December 26, 2005

It’s a strange feeling, having to stay in camp: and I haven’t done this in so long, since late February. Nine and a half months later, here I am in the orderly room, trying to sort out my thoughts and to not feel so incredibly isolated form the rest of the world.

But it’s hard. I’ve always been a lonely person. As an awkward child I would often dream worlds up for myself, and retreat into their comforting embrace: the rules that governed these universes were mine. I remember especially my soft toys, how I’d name them and talk to them and wish so hard that they’d talk back to me. Eventually they did, and in manifold beautiful voices, like angels with stuffed cottony bodies.

This continued into early adolescence. I try to think of any deep, lasting friendships that I’ve made from that period, and I can’t manage to think of any other than one or two. I was one of those teenagers whom puberty took by surprise, and who never fully enjoyed the camaraderie of being one of the guys (see entry: gay issues). It really wasn’t until junior college that finally I succeeded in integrating myself into society proper, and reorientate myself into a whole new world.

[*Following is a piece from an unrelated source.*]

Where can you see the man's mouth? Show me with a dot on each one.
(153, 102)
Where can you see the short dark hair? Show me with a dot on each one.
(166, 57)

So enlistment and conscription has been rather a blow. Just when I start making solid, deep friendships which may actually develop into lifelong relationships, things blow up in my face and I find myself losing the people that I love dearly, because I no longer have the time nor the energy for them. Through no fault of our own, I begin to blame them for this loss and start hating them.

Should I even be surprised? Isn’t it in the nature of people to drift apart? Isn’t life, as they say, like that?

I take things harder than I should. I always do. But that’s hard not to do, not when you’ve got such a short shelf life (or at least if society tells you that you’ve got such a short shelf life): and mine is nothing if not infinitesimally brief. Increasingly I feel as if I’m missing out on something: something huge, something amazing, somethat that could potentially change my life entirely – but I’m really not quite sure what this thing is, or if it is good or bad.

Life is slipping through my fingers. I don’t know how I’ll make my mark on the world before I disappear into eternity, swallowed by its huge and insurmountable weight, the deadweight of time lost and people left behind. Rummaging through the duty orderly report files I see names from 2002, and ask myself: what was this person like? Did he, like me, feel so alone and isolated doing duty on a Thursday night? Where has he gone? and I wonder if in 2010 anyone will bother rummaging through the selfsame file, the 2002 documents having been shredded, and wonder what I was like, if I felt alone and isolated doing duty, like him, and wonder where I’ve ended up. That I don’t know myself, but I sincerely hope that I’ll be part of the Stanford class of 2010/11, and that somehow I’ll be happy.

Is this it? Is this all my legacy (and how I hate that word, how I hate and detest it) in its entirety? Will I really have wasted two years of my life? How afraid I am: if I live till 30 then two years will really have been one-fifteenth of my life. Time that I could have spent making and keeping friends, sleeping around, writing poems, going to the gym, learning to dance, starting a business, perfecting a theorem of economics. Time I could have spent doing things that I wanted to do.

It secretly breaks my heart that all the army’s paperwork is shredded after three years. It seems like such a complete waste of all that effort. As if, if files upon files of ages upon ages past were put together, the completeness of human sorrow, too puny in its private ennuis and its personal trivialities, would show itself in its fearsome and mundane entirety. As if, by destroying the documents, the heaviness of broken hearts would not weigh down so heavily on those who trudge on in sludgey sorrow and self-pity, awaiting the day that their sacrifices (the silly griefs, the small anxieties, the sex forgone) will be torn apart and incinerated. As if to appease the malevolent gods of infinite unknown sadnesses with piles upon piles of paper offerings.